Le 6è adjoint au maire de la commune de Douala 5è et fervent soutien de l’opposant Issa Tchiroma Bakary trouve que face aux institutions « détournées », il ne reste plus que la prière.
Les tensions post-électorales que le Cameroun a connues en 2025 continuent de faire parler des acteurs politiques militant dans les rangs de l’opposition. Et qui n’ont pas cessé de revendiquer leur victoire au dernier scrutin présidentiel. Ce 06 janvier 2026, Joseph Espoir Biyong, l’un des grands soutiens de l’opposant Issa Tchiroma Bakary qui s’est autoproclamé vainqueur à la présidentielle, appelle Dieu au secours face à la situation du Cameroun. L’adjoint au maire de Douala 5è n’en peut plus, lorsque « les institutions sont détournées pour opprimer ».
LA SUITE APRÈS LA PUBLICITÉ
Pour lui, il reste une seule voie pour que la justice et la vérité triomphent. Cette voie, c’est la prière. L’homme politique croit ainsi en la puissance de la prière « pour un Cameroun nouveau, où règnent la paix et la justice ». Il croit aussi que la prière peut faire ramener Issa Tchiroma Bakary au Cameroun, lui qui est exilé en Gambie, « pour que cesse la tyrannie, pour que les fraudes électorales et les violences cessent ». L’opposant croit enfin que la prière peut aboutir à une transition « qui mettra en place la troisième République » au Cameroun.
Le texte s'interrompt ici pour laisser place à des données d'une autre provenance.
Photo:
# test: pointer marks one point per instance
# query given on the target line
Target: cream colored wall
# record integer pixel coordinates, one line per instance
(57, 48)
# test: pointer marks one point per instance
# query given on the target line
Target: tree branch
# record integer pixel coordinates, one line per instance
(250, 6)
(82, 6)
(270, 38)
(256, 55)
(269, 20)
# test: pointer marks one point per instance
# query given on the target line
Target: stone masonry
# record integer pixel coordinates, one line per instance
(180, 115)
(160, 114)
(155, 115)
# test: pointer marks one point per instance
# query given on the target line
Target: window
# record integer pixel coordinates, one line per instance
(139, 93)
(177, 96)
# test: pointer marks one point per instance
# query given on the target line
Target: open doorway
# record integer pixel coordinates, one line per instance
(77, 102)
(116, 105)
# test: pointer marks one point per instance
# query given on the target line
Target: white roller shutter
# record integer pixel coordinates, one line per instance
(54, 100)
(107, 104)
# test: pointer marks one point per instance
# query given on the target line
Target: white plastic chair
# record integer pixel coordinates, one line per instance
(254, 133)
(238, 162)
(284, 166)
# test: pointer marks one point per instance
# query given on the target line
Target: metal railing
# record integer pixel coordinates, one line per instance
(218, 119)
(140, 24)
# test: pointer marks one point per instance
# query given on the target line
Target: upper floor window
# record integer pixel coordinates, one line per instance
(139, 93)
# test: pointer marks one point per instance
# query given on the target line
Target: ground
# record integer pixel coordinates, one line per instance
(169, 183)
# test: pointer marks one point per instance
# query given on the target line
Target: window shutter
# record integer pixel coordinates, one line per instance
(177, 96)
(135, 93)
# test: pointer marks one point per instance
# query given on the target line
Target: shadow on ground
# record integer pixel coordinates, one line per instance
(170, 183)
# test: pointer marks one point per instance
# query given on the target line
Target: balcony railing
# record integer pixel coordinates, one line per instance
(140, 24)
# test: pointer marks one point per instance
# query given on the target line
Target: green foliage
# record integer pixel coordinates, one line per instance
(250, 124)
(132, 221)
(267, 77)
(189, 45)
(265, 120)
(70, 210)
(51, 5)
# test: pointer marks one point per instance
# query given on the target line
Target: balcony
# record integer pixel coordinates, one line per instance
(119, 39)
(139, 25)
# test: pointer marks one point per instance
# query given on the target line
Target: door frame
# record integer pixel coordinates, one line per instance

La prière du maire Espoir Biyong sonne comme un aveu d’échec de l’opposition face au régime dans le combat mené ces derniers temps contre les freins à la démocratie. Le jeune maire s’est battu comme il pouvait pour défendre la « victoire » du candidat Tchiroma, ce qui lui a valu une convocation administrative par le préfet du Wouri. L’élu local, bien qu’avoir modéré les prises de parole à travers les médias classiques, maintient le régime de publications sur les réseaux sociaux. Ils dénoncent « l’oppression », la « tyrannie », « la violence », le « mensonge » les inégalités.
Au moment où il lance l’appel à la prière pour le retour de Issa Tchiroma Bakary au Cameroun, l’opposant exilé en Afrique de l’Ouest avait déjà, le 31 décembre dernier, annoncé son retour imminent sur le territoire camerounais en déclarant à ses concitoyens qu’il sera bientôt parmi eux.